When you are far from home and aching for it

Iqbal on Homesickness

Homesickness is a particular kind of pain — not sharp, but constant, a low ache for a place, a people, a way of being that is somewhere else. Iqbal knew this feeling from the inside. He spent years studying in Europe, far from the land and the language he loved, and longing runs all through his poetry. He would not tell you to get over it. He would tell you what the ache means.

His most tender treatment of it comes through the voice of a caged bird. The bird remembers the garden it has lost — the springtimes, the chorus of every bird singing — and aches for it. Iqbal lets that longing stand without correcting it. He understood that nothing reveals the worth of a thing like its absence, remembered. Your homesickness, in his reading, is not weakness and not mere sentiment. It is information. It is telling you, precisely, what your home was worth to you.

So Iqbal's first counsel would be to honour the ache rather than be ashamed of it. The longing is the evidence of a real love, and Iqbal built his entire philosophy on love — ishq — as the highest and most clarifying force in a life. A person who feels no pull toward home has not achieved some admirable detachment; they have simply loved less. The homesick heart is a heart that attached itself fully to something. Iqbal would never call that a flaw.

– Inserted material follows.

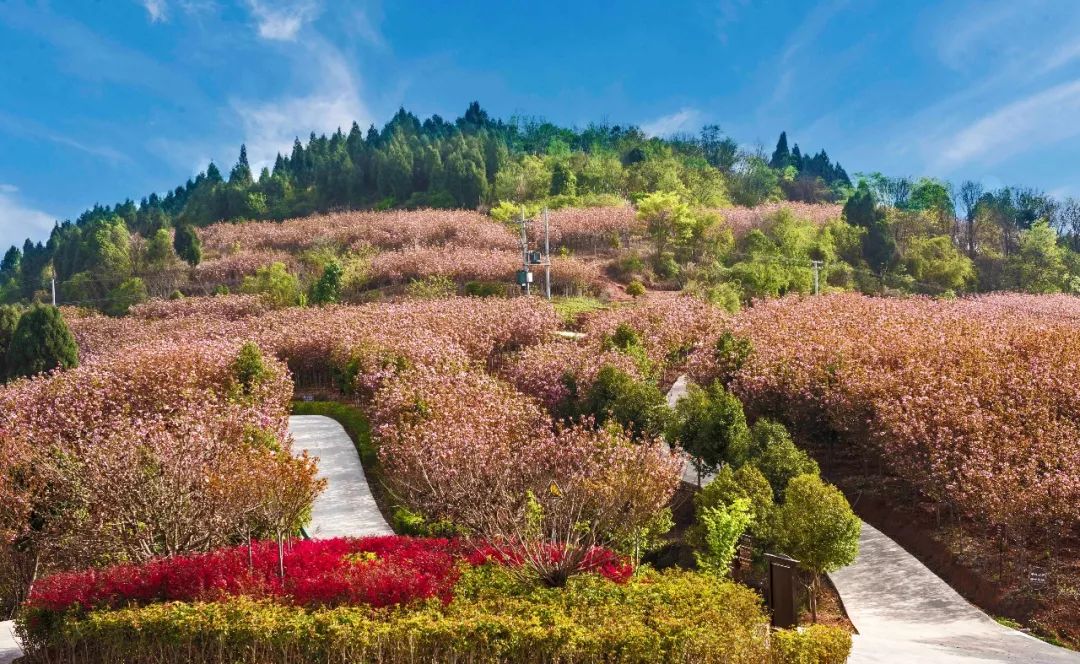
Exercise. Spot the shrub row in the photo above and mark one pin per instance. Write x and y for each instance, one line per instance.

He gave homesickness one of its most beautiful images when he spoke, in another poem, to the river Ganga — asking whether it remembered the day his caravan first halted upon its banks. The land and the water hold the memory of belonging, he suggested, even when the person is far away. There is comfort in that. A home is not only a place you are absent from; it is a place that, in some sense, still holds your arrival. Distance does not erase belonging. It only stretches it.

But Iqbal, true to his philosophy of the dynamic self, would not let the longing become a cage of its own. The caged bird's ache is honest — and yet Iqbal's larger counsel is always to keep moving, to keep becoming. You are still on the road, he wrote; do not be imprisoned by one fixed place. He would not have you spend the present mourning the past so completely that you fail to build a self where you actually stand. The home you miss can be loved deeply and still not be the only place your life happens.

He would also widen the frame in his characteristic way. If one nest is lost, he wrote, why grieve — there are other stations still ahead. He was not being cold; he was refusing to let a single loss shrink the whole map of a life. Being far from home is a real loss, and the grief is owed. But Iqbal would insist that other places, other belongings, other arrivals are still possible. The heart that loved one home well is, in fact, a heart capable of loving another.

So Iqbal would hold both things at once, as he so often did. Honour your homesickness — it is love, and it is true, and it should not be numbed away. And at the same time, do not let it trap you in the past. Carry the home you miss as something that shaped you and still, somewhere, holds your name. Then keep building your self where you are. The ache is proof of how much you loved. It does not have to become a wall around your present.